Mizza · on Feb 27, 2025

There are plenty of distills of reasoning models now, and they said in they livestream they used training data from "smaller models" - which is probably every model ever considering how expensive this one is.

sebastiennight · on Feb 27, 2025

Knowledge distillation is literally by definition teaching a smaller model from a big one, not the opposite.

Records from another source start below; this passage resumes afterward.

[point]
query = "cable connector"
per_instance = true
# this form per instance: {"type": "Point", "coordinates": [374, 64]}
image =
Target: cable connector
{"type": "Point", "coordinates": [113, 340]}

Generating outputs from existing (therefore smaller) models to train the largest model of all time would simply be called "using synthetic data". These are not the same thing at all.

Also, if you were to distill a reasoning model, the goal would be to get a (smaller) reasoning model because you're teaching your new model to mimic outputs that show a reasoning/thinking trace. E.G. that's what all of those "local" Deepseek models are: small LLama models distilled from the big R1 ; a process which "taught" Llama-7B to show reasoning steps before coming up with a final answer.